Treva Lindsey

Bio:

Professor Treva B. Lindsey is a Black feminist cultural critic, historian, and commentator. She is the author of the Choice Outstanding Academic Title 2017 Colored No More: Reinventing Black Womanhood in Washington D.C.. She is also a professor at The Ohio State University. She has written for outlets such as Al Jazeera, BET, Complex, Vox, The Root, Huffington Post, Popsugar, Teen Vogue, Grazia UK, The Grio and Cosmopolitan. Her work covers topics ranging from violence against women to fashion at the Met Gala. Many of her pieces focus on representations and experiences of Black women, although her work on race, gender, sexuality, culture and politics encompasses the far-reaching and often untold effects of current events and pop culture moments.

Her 2015 three-part series for Cosmopolitan.com on an ex-cop, serial rapist who targeted Black women has been shared over 225,000 times. As one of the first writers to chronicle this harrowing story about Black women, sexual violence, and police brutality, Treva became a highly sought-after commentator, with editors from numerous outlets reaching out to her for new pieces on a wide range of topics. The combined impact of her pieces has netted hundreds of thousands of views, shares, and "likes."

Her boldness, ability to connect history to current events, and wealth of knowledge about both pop culture and social justice issues brings readers to her work on multiple digital platforms. Her background as a historian, Black feminist, and media studies scholar anchors her approach to difficult conversations about violence. intersection of race, gender, sexuality, and politics, and media. She can take complex ideas and controversial issues and author pieces that push her audience to challenge assumptions, stereotypes, biases.

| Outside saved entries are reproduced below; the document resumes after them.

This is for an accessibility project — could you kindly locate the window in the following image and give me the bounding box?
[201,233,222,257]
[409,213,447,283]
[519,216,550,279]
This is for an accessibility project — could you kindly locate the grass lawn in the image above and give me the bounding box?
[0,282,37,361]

As a writer, she strives to inform while providing sharp, accessible, and engaging analysis of current events. She is working on newer pieces exploring a push to "call in" vs "call out" as a way thinking about accountability in this social media driven era. She is crafting longer form pieces about the Black women's 21st century renaissance in television and film, the role of Black women in upcoming elections (2018 and 2020), #MeToo on college campuses, and redefining allyship in the Trump era. Each of these pieces illuminate her expertise, while offering readers different entry points for thinking about a plethora of current events.